Read this to learn more on the data compilation workflow

1.1 Usage Example

Read the first five rows of the compiled data

Example
data = BlueAutomata(
    folder_path = 'data/fakesystem',
    checklist = 'data/checklist.xlsx',
    staff_data = 'data/fakedata.xlsx',
    name_key = ['NASDAQ', 'KLSE', 'NYSE'],
    name_code = [1, 1, 1]
)

df = data.automata_execution
df.head()

Tips

Go to this notebook section to see the code in action using Jupyter notebook

2. Categorized File Export

To quickly export the large compiled dataset into individual Excel files for each category, you can work with the BatchExport class that takes two input parameters:

BatchExport(
    destination = 'PATH',
    masterlist = 'PATH'
)

You tell the class where your masterlist or your compiled data is stored and where your want to store the output from the function. You can then call the function batch_export to start the operation:

batch_export(self)

2.1 Usage Example

Export masterlist into individuals Excel files by category:

Example
df = BatchExport(
    destination = 'data/fakedept',
    masterlist = 'data/automataoutput.xlsx',
)

df.batch_export

Tips

Go to this notebook section to see the code in action using Jupyter notebook

3. Using VBA

If you want to apply some VBA functions on the exported Excel files, you can call the class automate_vba that takes two parameters filepath and macro.

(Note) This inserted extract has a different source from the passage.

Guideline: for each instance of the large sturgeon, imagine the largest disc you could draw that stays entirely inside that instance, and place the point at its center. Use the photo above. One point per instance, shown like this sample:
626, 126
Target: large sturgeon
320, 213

  • filepath is the path towards as macro-enabled notebook where your macro modules are stored.
  • macro is the name of the macro that you want to apply on the selected files
automate_vba(
    filepath = 'MACRO_ENABLED_WORKBOOK_FILEPATH',
    macro = 'YOURMACRONAME'
)

Warning

In this function, it requires the VBA itself to allow user to select file by popping up a file explorer window, thus the function is meant to call the VBA function, but is not able to know which files that the macro will be executed on.

To add file selection function to your VBA program, see this.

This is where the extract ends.